Objective Inland oil fields in China are progressively reaching the middle or late stages of exploitation, with the proportion of free and emulsified water in the surface gathering and transportation system constantly increasing. Under certain operating conditions, water accumulates at the bottom of gathering pipelines, creating a corrosive environment that heightens the risk of corrosion failure in the system.

Methods A numerical simulation study was conducted to analyze the formation process of water accumulation in oil-water two-phase flow for gathering pipelines with medium to low water content. The formation of bottom water accumulation was simulated under varying pipe diameters, flow velocities, water contents, and inclination angles. The volume fraction and location of water accumulation under different operating conditions were determined, and the influencing factors and formation law of water accumulation at the pipeline bottom were examined. Based on flow state statistics, a table of flow pattern and water accumulation state for oil-water two-phase flow was prepared, providing a reference for corrosion prevention and control in the production and operation of gathering pipelines with medium to low water content.

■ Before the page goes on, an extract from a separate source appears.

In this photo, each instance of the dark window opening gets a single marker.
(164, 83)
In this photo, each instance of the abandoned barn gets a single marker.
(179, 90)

Results The formation of bottom water accumulation in gathering pipelines with medium to low water content occurred in four stages: flocculation, agglomeration, precipitation, and sedimentation. Under low flow velocities (below 0.5 m/s) and high water contents (above 30％), sedimentation gradually transitioned to stratified flow. Across all simulated conditions, the volume of bottom water accumulation was negatively correlated with flow velocity, with countercurrent sedimentation at elbows becoming more pronounced when the flow velocity was below 0.5 m/s. The volume of water accumulation was positively correlated with water content, with the greatest impact observed when water content ranged from 10％ to 20％. Changes in inclination angle and pipe diameter initially increased and then decreased water accumulation. Three flow states were identified: bottom water accumulation, homogeneous (dispersed) flow, and stratified flow. In simulations of 360 pipeline groups, bottom water accumulation and stratified flow occurred in 180 cases, representing a 50％ probability. These states created favorable conditions for pipeline corrosion, which, in severe cases, led to corrosion failure.

Conclusion The research findings offer a valuable reference for understanding the formation law of two-phase flow water accumulation in gathering pipelines with medium to low water content. Future mitigation of bottom water accumulation can be achieved by adjusting production and operational parameters of these pipelines.